Emilie and the Sky World
by Martha Wells
Genre: Fantasy, Historical, Juvenile, YA
Excerpt: Yes | Book Trailer: No
Reviewed by: Julia | Source: NetGalley
A Girl’s Own Adventure in the spirit of Jules Verne
When Emilie and Daniel arrive in Silk Harbor, Professor Abindon, an old colleague of the Marlendes, warns them that she’s observed something strange and potentially deadly in the sky, a disruption in an upper air aether current. But as the Marlendes investigate further, they realize it’s a ship from another aetheric plane. It may be just a friendly explorer, or something far more sinister, but they will have to take an airship into the dangerous air currents to find out.
Emilie joins the expedition and finds herself deep in personal entanglements, with an angry uncle, an interfering brother, and an estranged mother to worry about as well as a lost family of explorers, the strange landscapes of the upper air, and the deadly menace that inhabits the sky world.
Emilie sets sail for adventure once again, with a voyage the offers discoveries and danger and nonstop exploration. The perfect steampunk voyage for juveniles and young tweens, even those new to the series will be swept away.

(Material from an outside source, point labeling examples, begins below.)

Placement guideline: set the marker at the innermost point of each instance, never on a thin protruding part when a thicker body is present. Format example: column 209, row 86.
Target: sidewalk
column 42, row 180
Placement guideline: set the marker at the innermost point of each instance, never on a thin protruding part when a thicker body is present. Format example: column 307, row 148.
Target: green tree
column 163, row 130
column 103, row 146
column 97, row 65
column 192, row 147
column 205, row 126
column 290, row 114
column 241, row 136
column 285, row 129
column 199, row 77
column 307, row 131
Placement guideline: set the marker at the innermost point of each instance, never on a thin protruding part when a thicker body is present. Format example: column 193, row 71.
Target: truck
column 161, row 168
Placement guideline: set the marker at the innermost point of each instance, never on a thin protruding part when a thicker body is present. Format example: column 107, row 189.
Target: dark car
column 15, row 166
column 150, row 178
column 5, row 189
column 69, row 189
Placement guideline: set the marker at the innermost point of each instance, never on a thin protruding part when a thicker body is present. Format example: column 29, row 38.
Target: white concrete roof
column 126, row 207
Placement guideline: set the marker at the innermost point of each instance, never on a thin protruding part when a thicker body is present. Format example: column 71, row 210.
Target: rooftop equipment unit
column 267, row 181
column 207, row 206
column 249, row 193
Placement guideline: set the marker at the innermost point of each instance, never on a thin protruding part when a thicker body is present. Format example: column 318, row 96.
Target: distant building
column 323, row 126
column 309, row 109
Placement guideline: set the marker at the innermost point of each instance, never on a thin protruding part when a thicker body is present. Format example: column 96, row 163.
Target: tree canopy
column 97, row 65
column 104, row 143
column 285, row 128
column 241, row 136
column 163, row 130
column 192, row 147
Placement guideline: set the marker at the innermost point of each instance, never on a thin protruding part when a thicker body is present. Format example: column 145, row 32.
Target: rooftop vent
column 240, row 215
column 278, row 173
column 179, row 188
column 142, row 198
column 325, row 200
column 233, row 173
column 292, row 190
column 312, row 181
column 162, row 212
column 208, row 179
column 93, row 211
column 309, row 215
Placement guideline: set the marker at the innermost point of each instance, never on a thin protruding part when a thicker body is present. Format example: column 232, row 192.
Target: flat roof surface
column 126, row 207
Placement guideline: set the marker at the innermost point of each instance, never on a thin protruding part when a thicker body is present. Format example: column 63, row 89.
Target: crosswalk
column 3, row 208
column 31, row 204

After some quick, subtle reorientation to her world, Wells sends Emilie off on a new voyage. With the truest dash of realism, our adventurers find that their accepted theory of a “hollow world” may be inadequate to describe the phenomena they find. Not two worlds but many, and no promise that their home is the surface world after all. Like a classic Star Trek episode wrapped in Victorian trappings, Emilie and crew go boldly to discover what new worlds and peoples have appeared. The adventure and exploration portion of the story makes up the bulk of SKY WORLD, and it was engrossing and spot on. Portions of the conflict between Emilie and a chauvinistic crew mate, however, felt like an adult theme dropped into a children’s book. Not that seeing an intrepid girl hold her own isn’t something little girls would love, but the explicit discussions about gender roles and expectations didn’t read true to the age group.
Once again Wells provides a pure adventure story that is sure to sweep children away. Despite the pockets of grown up soap boxing, I did enjoy EMILIE AND THE SKY WORLD more than it’s predecessor. As this series has already taken us below and above Emilie’s home world, I can’t wait to see where her ship sets sail next.